On Wed, 25 Apr 2007 18:40:00 -0700, LabTechnician
<> wrote:

>I did find it interesting that if our program is run by right clicking our
>shortcut and then select run as administrator, the hidden files now appear
>within the softwares, program files folder. Thus appearing to bypass the
>virtualization folders.


Hello Lab Technician,

I see this effect as well, and I think it illustrates a contradiction in the "virtual
store" (VS) concept. The VS is supposed to protect the \Program Files folder by
redirecting application data to another folder with less restrictive permissions.

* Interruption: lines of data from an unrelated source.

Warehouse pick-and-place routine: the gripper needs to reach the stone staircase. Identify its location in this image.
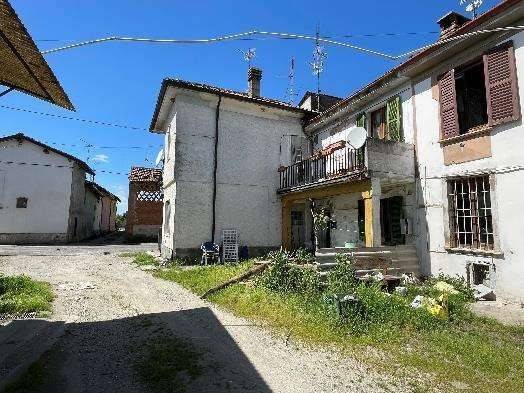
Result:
[315,245,420,276]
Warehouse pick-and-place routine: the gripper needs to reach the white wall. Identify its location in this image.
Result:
[415,33,524,298]
[0,140,73,234]
[163,92,303,254]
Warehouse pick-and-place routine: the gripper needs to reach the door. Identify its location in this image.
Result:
[291,210,306,250]
[380,196,406,246]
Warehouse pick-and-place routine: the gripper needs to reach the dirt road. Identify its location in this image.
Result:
[0,252,410,393]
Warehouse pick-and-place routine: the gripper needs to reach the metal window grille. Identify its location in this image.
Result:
[222,229,238,262]
[448,176,494,250]
[136,190,164,202]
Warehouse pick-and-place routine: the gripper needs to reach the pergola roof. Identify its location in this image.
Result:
[0,0,75,110]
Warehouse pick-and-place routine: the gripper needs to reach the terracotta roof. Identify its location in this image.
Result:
[85,180,120,202]
[0,0,75,110]
[149,78,313,130]
[309,0,522,125]
[0,133,95,175]
[129,166,162,182]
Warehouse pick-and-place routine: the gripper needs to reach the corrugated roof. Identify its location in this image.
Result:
[129,166,162,182]
[0,0,75,110]
[0,133,95,175]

But
applications that try to write to \Program Files are older, non-Vista apps, the very
ones that often require admin privileges to run properly under Vista. Once given the
needed privileges, the apps can and do write to \Program Files again.

As a result, I see older applications that end up with *two* sets of data and config
files. On installation, the first set is created in the VS as expected. If I give
the .exe file admin privileges to correct problems that develop after installation,
the app then creates new data and config files in \Program Files.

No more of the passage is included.